I’ve had the honor to teach thousands and thousands of people, including professional ballet dancers, UFC fighters, motorcycle racers, triathletes—people with incredible levels of physical fitness and there is an overwhelming consensus that yoga is challenging.
(This really is one of the those situations where you just have to try it to experience it. Trying to explain to your friends how difficult it can be to raise your arms and legs will only elicit strange looks. Just invite them.)
But yoga is hard in a way we haven’t even brought up yet. Yoga asks you to dig deep physically AND mentally, emotionally and spiritually…but that’s a discussion for another time.
Yoga is Scary
If you are one of the people who think this, you are in great company. Many, many people have this notion. After all “yoga” encompasses so much and means many different things to different people.
It is impossible in the short span of this article to cover all of the ways yoga may be scary because people are highly creative. However, it might be helpful to go over what some of the more common thoughts of the practice are.
To help us I thought we’d play a game I’ll call “Yoga myth or Hawaiian”. Each number below is either a myth about yoga or a famous Hawaiian. See if you can figure which is which.
1. Nicole Kidman
Hawaiian. Famous for being Australian, Nicole was actually born in Honolulu.
2. You have to be very flexible to do yoga.
Myth. (While we’re at it, add strong and balanced.) What is needed to practice is the ability to breathe. Flexibility is something you develop over time as your body adapts.
3. Don Ho
Hawaiian. Famous for being Hawaiian and for singing “Tiny Bubbles”.

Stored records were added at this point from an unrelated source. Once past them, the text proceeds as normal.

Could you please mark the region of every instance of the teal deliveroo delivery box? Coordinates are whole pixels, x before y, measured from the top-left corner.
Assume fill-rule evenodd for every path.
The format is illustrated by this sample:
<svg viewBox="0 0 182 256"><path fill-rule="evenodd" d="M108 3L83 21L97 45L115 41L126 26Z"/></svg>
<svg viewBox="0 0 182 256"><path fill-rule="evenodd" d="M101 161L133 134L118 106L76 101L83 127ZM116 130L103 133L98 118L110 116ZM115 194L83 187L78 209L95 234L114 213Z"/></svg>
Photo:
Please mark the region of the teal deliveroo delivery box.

4. Everyone will look at, stare and judge me.
Myth. In reality most people think this. How, though, can they be staring at and judging you when they are worried about you staring at and judging them. Also yoga is a practice of compassion, kindness and love.
5. Jack Johnson
Hawaiian. Born and raised on the North Shore. His middle name is Hody and yes he was a professional surfer before being known as a musician.
6. I’m too (pick one or more) old, out-of-shape, overweight to do a class.
Myth. This is a breathing and awareness practice. Everything else is optional.
7. Bette Midler
Hawaiian. Actor. Singer. TV Star. Author. She does it all and was also born in Honolulu.
8. I’ll be the only one in the class that’s having a difficult time.
Myth. No matter how long someone has practiced, we all seek out places that challenge us.
Now that we’ve looked at a couple of the more prevalent thoughts let’s explore:
Things to help make your first yoga class easier.
Get there 15 minutes early.
You can get settled, figure out where the bathrooms are and fill out any paperwork necessary.
Set up in the middle of the room.
It might sound strange but the recommended place for someone who is new is right in the middle. This is so you can always have a person in front of you as a guide, no matter what direction you are facing.
Attend with a friend.
It’s always wonderful to have the support of a friend when doing something new.
Take a class that focuses on people who are new to yoga.
Ask the studio to recommend which classes are most suitable for people just starting out.
Introduce yourself to others.
Yoga is about community and it will help you to feel part of it when you get to know other students. You’ll find they are just like you.